As Sylvester was never destined to become a pet, and being a specially protected animal on the endangered species list, the Zimbabwe Parks and Wildlife Management Authority have naturally been involved from the outset with Sylvester’s welfare. A plan needed to be formulated for a future permanent home for Sylvester, and in this regard the Victoria Falls Wildlife Trust became involved.



Despite numerous release attempts, cheetah, do not survive in the wild without experiencing the maternal care of a mother for the initial twenty two months of their lives. The human imprints of upbringing in captivity are not conducive to a wild release with rehabilitated cheetah often coming into contact with human settlements and being seen as “problem” animals.

The Sanctuary that the Trust operates from has large areas of open space where a cheetah can exercise naturally and build up the speed for which they are renowned. With no large predators around and the support from his three carers who exercise him extensively and assist in nurturing this orphan, Sylvester has settled in to his new life with vigour.

There are less than 200 cheetah estimated to exist in the wild in Zimbabwe, a population reduction of more than 85% according to Cheetah Conservation Project, Zimbabwe. The biggest threat to Cheetah is conflict with humans, caused by increasing human populations and the destruction of natural habitat for farming and grazing land.

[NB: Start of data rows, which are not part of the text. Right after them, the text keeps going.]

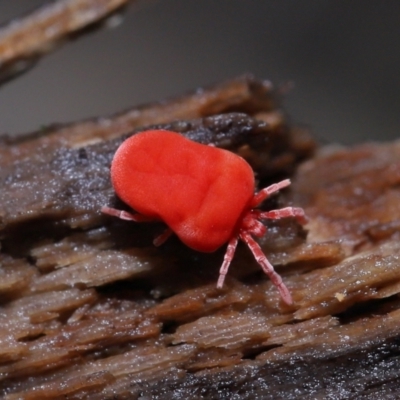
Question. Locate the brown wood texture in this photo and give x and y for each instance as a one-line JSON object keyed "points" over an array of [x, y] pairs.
{"points": [[90, 309]]}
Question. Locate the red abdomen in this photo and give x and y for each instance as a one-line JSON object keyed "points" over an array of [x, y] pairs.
{"points": [[199, 191]]}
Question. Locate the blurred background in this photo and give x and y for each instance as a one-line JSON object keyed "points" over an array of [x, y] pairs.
{"points": [[343, 58]]}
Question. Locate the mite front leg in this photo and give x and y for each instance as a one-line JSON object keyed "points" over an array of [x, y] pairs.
{"points": [[230, 252], [266, 192], [267, 267], [125, 215], [295, 212]]}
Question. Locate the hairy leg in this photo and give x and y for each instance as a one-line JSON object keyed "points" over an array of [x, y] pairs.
{"points": [[267, 267], [266, 192], [230, 251]]}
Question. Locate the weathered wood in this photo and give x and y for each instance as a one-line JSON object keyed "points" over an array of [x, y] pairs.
{"points": [[24, 40]]}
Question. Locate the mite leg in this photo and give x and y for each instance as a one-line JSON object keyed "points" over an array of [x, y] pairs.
{"points": [[160, 239], [125, 215], [266, 192], [230, 251], [296, 212], [267, 267]]}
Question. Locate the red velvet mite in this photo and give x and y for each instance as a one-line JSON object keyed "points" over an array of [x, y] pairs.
{"points": [[204, 194]]}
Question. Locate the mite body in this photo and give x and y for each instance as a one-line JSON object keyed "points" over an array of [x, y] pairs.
{"points": [[205, 195]]}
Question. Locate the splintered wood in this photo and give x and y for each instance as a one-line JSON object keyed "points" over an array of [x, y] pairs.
{"points": [[90, 308]]}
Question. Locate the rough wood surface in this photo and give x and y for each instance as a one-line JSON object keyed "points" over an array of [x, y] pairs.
{"points": [[90, 309], [24, 40]]}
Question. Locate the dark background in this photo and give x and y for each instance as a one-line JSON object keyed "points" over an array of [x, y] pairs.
{"points": [[343, 57]]}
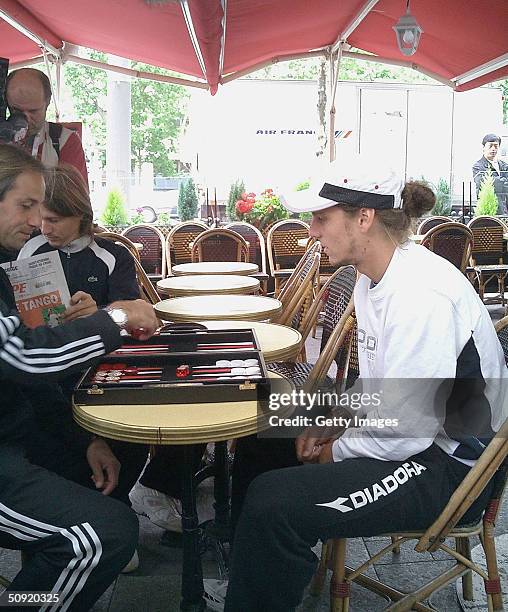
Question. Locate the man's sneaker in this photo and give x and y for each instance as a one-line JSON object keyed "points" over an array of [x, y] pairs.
{"points": [[133, 564], [163, 510], [215, 593]]}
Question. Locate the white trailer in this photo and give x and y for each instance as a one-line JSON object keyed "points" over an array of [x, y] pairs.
{"points": [[265, 131]]}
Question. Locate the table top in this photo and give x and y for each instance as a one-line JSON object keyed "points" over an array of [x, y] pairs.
{"points": [[276, 342], [218, 307], [215, 267], [177, 423], [222, 284]]}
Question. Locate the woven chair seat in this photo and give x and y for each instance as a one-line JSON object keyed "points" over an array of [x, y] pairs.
{"points": [[491, 268], [286, 272], [297, 373]]}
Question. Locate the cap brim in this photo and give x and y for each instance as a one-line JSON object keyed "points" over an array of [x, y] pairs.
{"points": [[307, 200]]}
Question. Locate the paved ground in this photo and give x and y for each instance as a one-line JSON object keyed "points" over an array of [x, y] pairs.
{"points": [[155, 586]]}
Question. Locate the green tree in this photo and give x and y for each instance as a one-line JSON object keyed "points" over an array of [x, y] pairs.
{"points": [[443, 205], [157, 112], [114, 212], [235, 194], [487, 200], [187, 201]]}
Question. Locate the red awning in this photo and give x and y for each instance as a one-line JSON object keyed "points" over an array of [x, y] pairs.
{"points": [[460, 39]]}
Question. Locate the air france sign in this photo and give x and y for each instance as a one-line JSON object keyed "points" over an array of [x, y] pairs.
{"points": [[338, 133]]}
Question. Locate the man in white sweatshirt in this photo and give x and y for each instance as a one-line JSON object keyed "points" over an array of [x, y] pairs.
{"points": [[433, 368]]}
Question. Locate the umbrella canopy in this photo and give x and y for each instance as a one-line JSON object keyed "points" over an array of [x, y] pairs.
{"points": [[464, 43]]}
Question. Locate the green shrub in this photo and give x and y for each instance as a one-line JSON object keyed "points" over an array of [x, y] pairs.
{"points": [[187, 201], [235, 194], [115, 212], [163, 218], [302, 186], [487, 200]]}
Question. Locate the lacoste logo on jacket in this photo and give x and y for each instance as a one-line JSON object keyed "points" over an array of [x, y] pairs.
{"points": [[371, 494]]}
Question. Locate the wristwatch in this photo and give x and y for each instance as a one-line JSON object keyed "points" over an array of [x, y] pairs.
{"points": [[118, 315]]}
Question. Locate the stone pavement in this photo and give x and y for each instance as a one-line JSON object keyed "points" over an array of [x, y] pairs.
{"points": [[155, 586]]}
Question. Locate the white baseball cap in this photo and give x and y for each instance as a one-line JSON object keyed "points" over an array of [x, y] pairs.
{"points": [[354, 182]]}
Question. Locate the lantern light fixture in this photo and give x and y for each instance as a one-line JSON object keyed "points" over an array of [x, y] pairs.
{"points": [[408, 32]]}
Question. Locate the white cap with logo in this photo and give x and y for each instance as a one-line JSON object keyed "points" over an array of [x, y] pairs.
{"points": [[354, 182]]}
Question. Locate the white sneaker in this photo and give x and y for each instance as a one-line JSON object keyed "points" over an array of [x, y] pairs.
{"points": [[215, 593], [133, 564], [163, 510]]}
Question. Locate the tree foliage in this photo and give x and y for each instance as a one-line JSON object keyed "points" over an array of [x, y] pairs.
{"points": [[487, 200], [187, 201], [443, 205], [157, 115], [235, 193], [114, 212]]}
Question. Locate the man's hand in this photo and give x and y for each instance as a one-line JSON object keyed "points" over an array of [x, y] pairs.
{"points": [[105, 466], [141, 319], [310, 444], [81, 305]]}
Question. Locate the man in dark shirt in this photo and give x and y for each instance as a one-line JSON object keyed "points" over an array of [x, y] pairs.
{"points": [[77, 539], [498, 168]]}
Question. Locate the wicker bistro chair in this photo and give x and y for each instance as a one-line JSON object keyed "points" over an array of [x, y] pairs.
{"points": [[153, 254], [220, 245], [430, 222], [180, 240], [146, 288], [502, 333], [487, 256], [452, 241], [283, 249], [257, 249], [338, 332], [492, 464]]}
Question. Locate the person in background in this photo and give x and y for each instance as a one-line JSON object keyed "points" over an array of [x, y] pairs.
{"points": [[499, 169], [426, 414], [98, 272], [28, 91], [76, 535], [97, 266]]}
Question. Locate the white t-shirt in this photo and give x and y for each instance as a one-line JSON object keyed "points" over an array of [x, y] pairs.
{"points": [[427, 346]]}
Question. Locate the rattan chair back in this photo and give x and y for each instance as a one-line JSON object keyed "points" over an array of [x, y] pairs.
{"points": [[179, 242], [430, 222], [290, 286], [296, 304], [282, 245], [255, 240], [146, 289], [220, 245], [123, 240], [452, 241], [153, 254], [502, 334], [492, 465], [487, 244]]}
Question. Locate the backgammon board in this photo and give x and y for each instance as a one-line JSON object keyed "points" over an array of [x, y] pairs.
{"points": [[179, 366]]}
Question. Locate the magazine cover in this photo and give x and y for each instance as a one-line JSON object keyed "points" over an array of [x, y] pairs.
{"points": [[40, 288]]}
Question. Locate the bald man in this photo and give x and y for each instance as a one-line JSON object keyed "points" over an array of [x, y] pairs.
{"points": [[29, 91]]}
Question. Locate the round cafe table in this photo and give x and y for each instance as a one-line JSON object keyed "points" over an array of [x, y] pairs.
{"points": [[221, 284], [215, 267], [218, 308], [187, 425], [276, 342]]}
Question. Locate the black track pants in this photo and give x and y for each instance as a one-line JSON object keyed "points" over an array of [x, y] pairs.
{"points": [[286, 511], [78, 540]]}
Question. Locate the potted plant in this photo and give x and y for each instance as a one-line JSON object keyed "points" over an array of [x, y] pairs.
{"points": [[262, 211]]}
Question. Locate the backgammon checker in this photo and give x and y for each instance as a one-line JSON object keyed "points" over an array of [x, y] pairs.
{"points": [[181, 364]]}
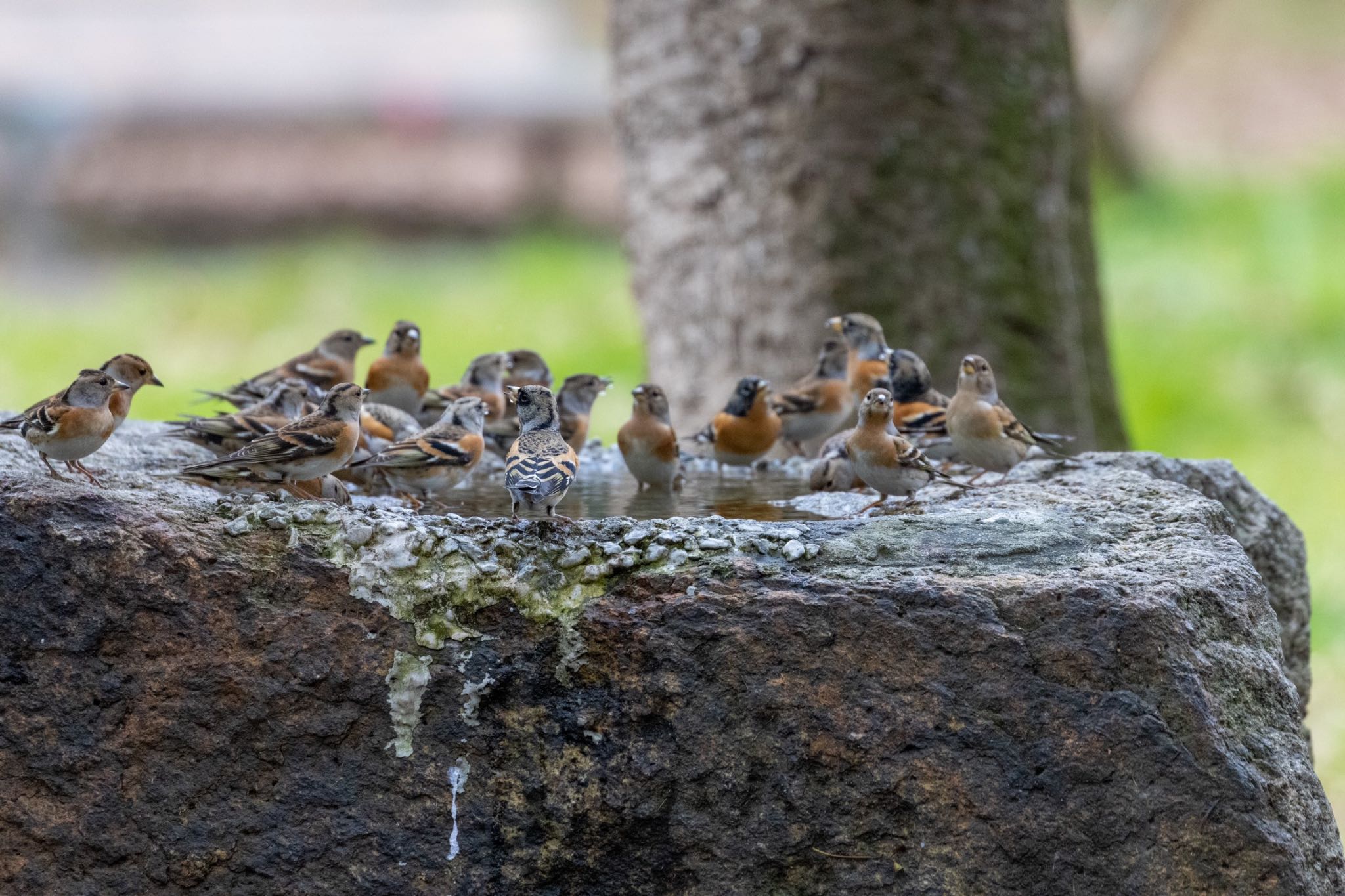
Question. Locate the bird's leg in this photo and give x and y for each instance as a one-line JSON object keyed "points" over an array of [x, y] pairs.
{"points": [[88, 473], [51, 469], [870, 507]]}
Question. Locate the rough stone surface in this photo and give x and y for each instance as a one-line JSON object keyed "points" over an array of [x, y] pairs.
{"points": [[1070, 684]]}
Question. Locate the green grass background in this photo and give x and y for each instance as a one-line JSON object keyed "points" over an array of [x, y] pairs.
{"points": [[1225, 305]]}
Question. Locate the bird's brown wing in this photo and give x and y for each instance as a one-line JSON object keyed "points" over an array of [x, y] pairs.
{"points": [[540, 464]]}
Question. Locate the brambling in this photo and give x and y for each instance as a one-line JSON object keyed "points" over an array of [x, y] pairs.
{"points": [[527, 368], [399, 378], [833, 471], [324, 489], [576, 402], [868, 351], [436, 458], [541, 465], [483, 379], [381, 425], [332, 362], [919, 410], [309, 449], [72, 425], [225, 435], [649, 442], [820, 403], [131, 370], [982, 429], [884, 459], [747, 427]]}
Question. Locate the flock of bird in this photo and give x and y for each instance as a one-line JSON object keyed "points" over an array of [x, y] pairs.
{"points": [[307, 427]]}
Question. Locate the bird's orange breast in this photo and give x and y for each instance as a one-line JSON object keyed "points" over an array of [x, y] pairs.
{"points": [[865, 373]]}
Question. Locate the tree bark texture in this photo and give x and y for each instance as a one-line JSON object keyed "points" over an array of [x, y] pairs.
{"points": [[919, 161]]}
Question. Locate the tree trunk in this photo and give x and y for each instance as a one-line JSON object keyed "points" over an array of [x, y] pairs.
{"points": [[920, 161]]}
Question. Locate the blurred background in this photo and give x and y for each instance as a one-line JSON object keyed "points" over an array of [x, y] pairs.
{"points": [[217, 184]]}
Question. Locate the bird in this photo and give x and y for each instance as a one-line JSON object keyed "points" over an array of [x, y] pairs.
{"points": [[919, 410], [225, 435], [541, 465], [381, 425], [831, 471], [527, 368], [73, 423], [307, 449], [131, 370], [649, 442], [330, 363], [436, 458], [575, 402], [866, 347], [483, 379], [982, 429], [399, 378], [887, 461], [820, 403], [747, 427]]}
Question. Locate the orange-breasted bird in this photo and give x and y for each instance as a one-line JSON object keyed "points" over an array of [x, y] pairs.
{"points": [[648, 441], [747, 427], [887, 461], [483, 379], [72, 425], [439, 457], [982, 429], [129, 370], [399, 378], [868, 351], [820, 403]]}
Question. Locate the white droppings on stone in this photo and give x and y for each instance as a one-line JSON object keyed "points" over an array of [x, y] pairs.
{"points": [[474, 691], [358, 535], [407, 681], [456, 782], [572, 559]]}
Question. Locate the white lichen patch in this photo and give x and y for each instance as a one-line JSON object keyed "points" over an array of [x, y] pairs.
{"points": [[472, 692], [407, 683], [456, 784]]}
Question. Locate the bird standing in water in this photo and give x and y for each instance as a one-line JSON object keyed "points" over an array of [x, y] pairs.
{"points": [[541, 465]]}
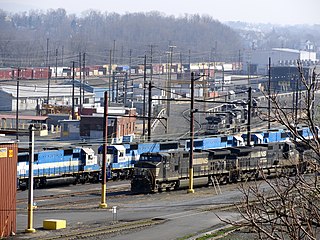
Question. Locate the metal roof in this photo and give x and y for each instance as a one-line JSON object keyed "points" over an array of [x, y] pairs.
{"points": [[23, 117]]}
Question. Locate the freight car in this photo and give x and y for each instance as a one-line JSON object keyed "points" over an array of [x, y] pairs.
{"points": [[121, 158], [74, 165], [159, 171]]}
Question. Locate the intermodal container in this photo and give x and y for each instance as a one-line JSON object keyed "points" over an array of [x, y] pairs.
{"points": [[8, 187]]}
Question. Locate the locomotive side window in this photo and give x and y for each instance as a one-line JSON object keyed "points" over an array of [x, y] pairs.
{"points": [[68, 152], [224, 139]]}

Sylvester then became an ‘Ambassador for Cheetahs’, interacting with the public to raise awareness of their peril as a species and the challenges they face being on the endangered species list. Sylvester interacted with schoolchildren through our Conservation Education Programme, guests who stay at The Elephant Camp, and travel groups who visit the Elephant Wallow. Sylvester became the face for cheetah conservation here in Zimbabwe. Sadly in January 2019 Sylvester passed away, leaving behind a legacy in his name.


Judge the Vulture

In late December 2013 a white backed vulture fledgling was found at the base of a tree in the Zambezi National Park and brought to The Victoria Falls Wildlife Trust‘s facilities, it was very ill and unable to fly. Slowly we were able to improve the bird’s health and get it to both eat and drink on its own. Unfortunately, its wing was severely deformed, suspected as a result of a collision with another vulture or toxicity when it was still in the nest. The vulture (now called “Judge”) will never be able to fly, so the Trust agreed to look after Judge for the remainder of her life.

Judge is a very social animal and enjoys the company of people especially her keepers and when she has visitors who come for an interaction. Judge is very inquisitive and is always interested in noises and commotion at the Trust, often hopping over to see what is going on, and sometimes even participating in the action.

Through training as a fledgling, Judge has become an ‘Ambassador for Vultures’, educating local school children and teachers about the critical need for vulture conservation through our weekly Conservation Education Program. As well as with schools, Judge makes an appearance at agricultural shows, air rallies, and hotel presentations and has become the face for vulture conservation here in Zimbabwe. Read more about the Trust’s Vulture Conservation work.

Judge is an African White-Backed Vulture (Gyps africanus) – one of the 4 species of vultures found in Zimbabwe. This species is listed as Critically Endangered on the IUCN Redlist.

White-backed vultures have a lifespan of up to approximately 50 years, breeding pairs mate for life and have only one chick per year. Because of these slow growth and breeding rates, white-backed vultures are extremely vulnerable to threats such as malicious poisoning of wildlife.